Beyond the doorway, steps led downward into darkness. He reached inside and found the switch with his fingers. An electric lamp sputtered into life, illuminating stone arches and brick pillars, an island of light in the darkness. By that flickering, fitful light he saw a mess of cables and rusty devices, overturned poles and broken bulbs and a large brown stain on the floor which he dared not look at. In the centre was a large metal chamber like a bathysphere. It had been dented outward as if struck by some great force from within, and its door hung open.
He heard a wet clicking noise, so clear that it seemed momentarily real. That sound had troubled his nights for years. The sound of his niece trying to draw breath into punctured lungs.
He wanted to be sick. He wanted to turn and run and never have to return to this place. But he couldn’t, because he owed Condred more than he could ever pay. Everything he suffered, he deserved.
‘Follow me,’ he told the orderlies, and he stepped into the dark.
‘What in all damnation is going on here?’ Frey cried, as he jumped out of the Delirium Trigger’s shuttle and went hurrying across the muddy clearing.
The Ketty Jay and her outflyers were the centre of a mass of activity. Engineers in overalls were fiddling about inside the cockpit hoods of the fig
hter craft. Teams of men swarmed over the Ketty Jay, pasting enormous decals onto her flanks. A team of Sentinels stood by with rifles.
Frey stormed over. Harkins was being restrained by Pinn, crying in strangled agony as his beloved Firecrow got a massive blue Cipher pasted on to its underwing. Malvery went stamping past the other way, his face like thunder. He ignored Frey’s attempts to hail him.
‘Well, that’s just great, that is!’ he fumed. ‘If that ain’t just the bloody limit!’
Frey looked about for someone to strangle. Prognosticator Garin presented himself.
‘Will you tell me what in the wide world of buggering shitarsery you are doing to my aircraft?’ he yelled.
‘Calm down, Captain Frey,’ said Garin. ‘You’re making a fool of yourself.’
‘Nobody messes with the Ketty Jay without my say-so!’
Several Sentinels with guns walked over to stand next to the Prognosticator, alerted by the tone of Frey’s voice.
‘You weren’t here,’ said Garin. ‘There are a lot of aircraft waiting to be assimilated into the fleet. We don’t have time to wait around for permission. I take it you do still want to join the Awakeners?’ The question had a sinister and ever-so-slightly threatening edge to it.
Frey saw the trap and thought fast. ‘I haven’t even spoken to the quartermaster about pay yet!’

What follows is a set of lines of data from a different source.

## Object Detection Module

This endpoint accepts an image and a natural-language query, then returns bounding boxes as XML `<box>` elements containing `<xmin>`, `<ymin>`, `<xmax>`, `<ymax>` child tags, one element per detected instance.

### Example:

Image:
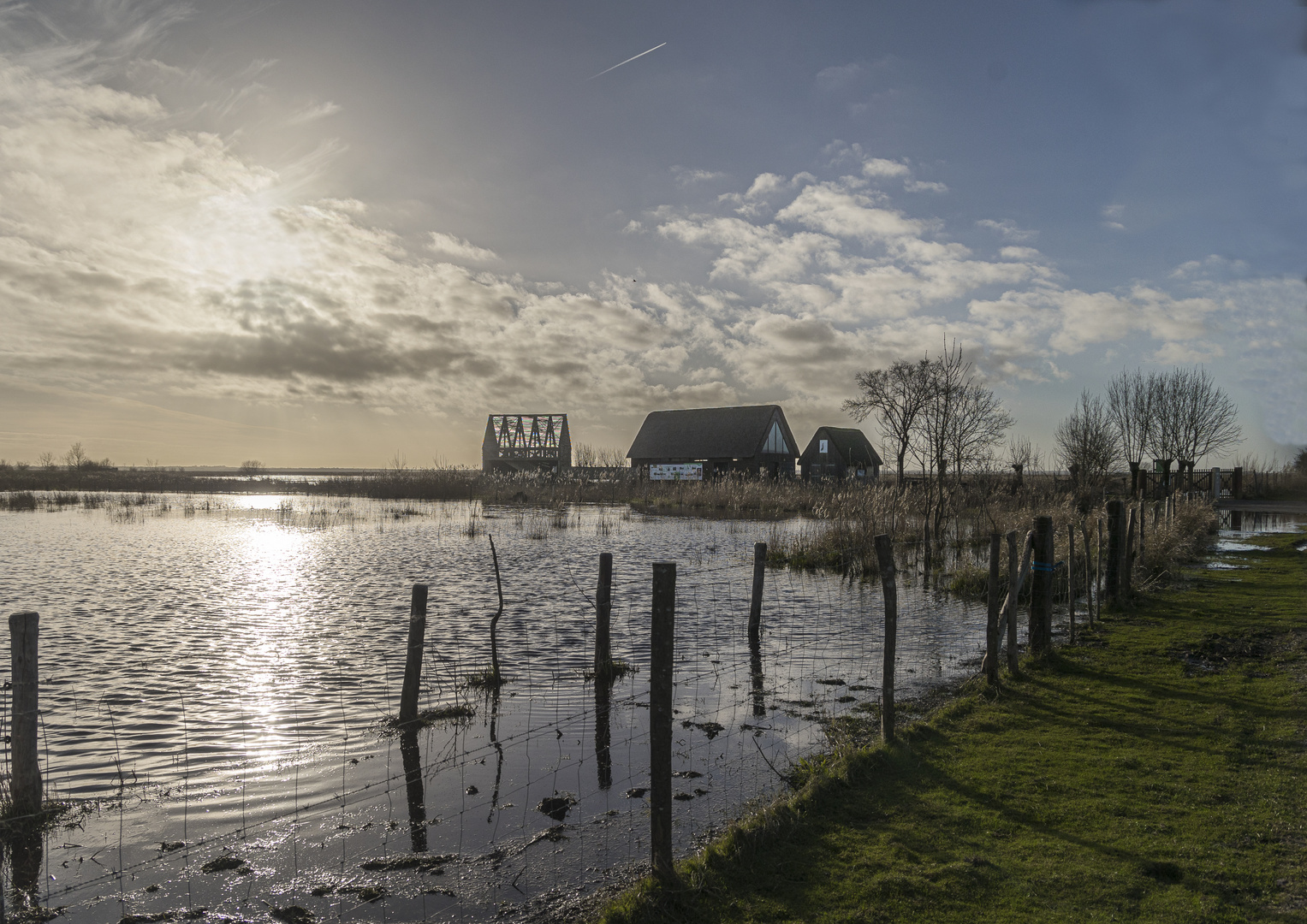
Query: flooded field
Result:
<box><xmin>0</xmin><ymin>495</ymin><xmax>1286</xmax><ymax>922</ymax></box>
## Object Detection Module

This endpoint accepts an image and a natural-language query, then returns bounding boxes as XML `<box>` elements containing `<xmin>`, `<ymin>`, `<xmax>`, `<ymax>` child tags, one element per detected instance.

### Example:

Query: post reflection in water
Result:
<box><xmin>486</xmin><ymin>686</ymin><xmax>503</xmax><ymax>825</ymax></box>
<box><xmin>749</xmin><ymin>644</ymin><xmax>767</xmax><ymax>718</ymax></box>
<box><xmin>400</xmin><ymin>731</ymin><xmax>426</xmax><ymax>854</ymax></box>
<box><xmin>595</xmin><ymin>677</ymin><xmax>613</xmax><ymax>790</ymax></box>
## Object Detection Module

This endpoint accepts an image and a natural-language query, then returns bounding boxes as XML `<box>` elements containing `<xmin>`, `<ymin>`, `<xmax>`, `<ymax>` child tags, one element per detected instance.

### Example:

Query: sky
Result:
<box><xmin>0</xmin><ymin>0</ymin><xmax>1307</xmax><ymax>466</ymax></box>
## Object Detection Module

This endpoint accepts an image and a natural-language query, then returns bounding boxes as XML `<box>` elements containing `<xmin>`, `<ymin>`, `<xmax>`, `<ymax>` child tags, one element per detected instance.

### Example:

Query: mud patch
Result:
<box><xmin>1173</xmin><ymin>632</ymin><xmax>1274</xmax><ymax>677</ymax></box>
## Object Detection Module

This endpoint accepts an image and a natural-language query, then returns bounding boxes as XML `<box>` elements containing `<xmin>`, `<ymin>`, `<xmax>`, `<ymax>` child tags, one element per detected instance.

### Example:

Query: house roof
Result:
<box><xmin>626</xmin><ymin>404</ymin><xmax>799</xmax><ymax>459</ymax></box>
<box><xmin>803</xmin><ymin>428</ymin><xmax>882</xmax><ymax>465</ymax></box>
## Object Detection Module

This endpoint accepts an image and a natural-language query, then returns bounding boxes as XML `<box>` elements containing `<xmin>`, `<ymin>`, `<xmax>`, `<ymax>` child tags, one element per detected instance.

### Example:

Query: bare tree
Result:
<box><xmin>948</xmin><ymin>381</ymin><xmax>1015</xmax><ymax>476</ymax></box>
<box><xmin>913</xmin><ymin>341</ymin><xmax>1013</xmax><ymax>478</ymax></box>
<box><xmin>1148</xmin><ymin>366</ymin><xmax>1243</xmax><ymax>466</ymax></box>
<box><xmin>64</xmin><ymin>443</ymin><xmax>90</xmax><ymax>469</ymax></box>
<box><xmin>1107</xmin><ymin>369</ymin><xmax>1156</xmax><ymax>494</ymax></box>
<box><xmin>1054</xmin><ymin>389</ymin><xmax>1116</xmax><ymax>483</ymax></box>
<box><xmin>844</xmin><ymin>358</ymin><xmax>932</xmax><ymax>481</ymax></box>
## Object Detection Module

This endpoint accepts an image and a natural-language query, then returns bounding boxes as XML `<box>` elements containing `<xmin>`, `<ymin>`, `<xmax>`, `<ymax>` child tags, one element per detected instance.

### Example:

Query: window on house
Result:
<box><xmin>762</xmin><ymin>422</ymin><xmax>789</xmax><ymax>455</ymax></box>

‘If you wanted to quibble about your price, you should have done it before you got here,’ said Garin. ‘This is a secret base, Captain. Nothing bigger than a shuttle gets airborne without permission. If you try to fly out, we’ll shoot you down.’
Frey looked over his shoulder to see the Delirium Trigger’s own shuttle taking off. Of course: a shuttle wouldn’t be able to fly far enough to escape the delta. He couldn’t be sure, but could swear he could see Balomon Crund grinning at his discomfort.
‘What are you doing to the engines?’ Frey demanded.
‘Trust in the Code, Captain,’ said Garin benevolently.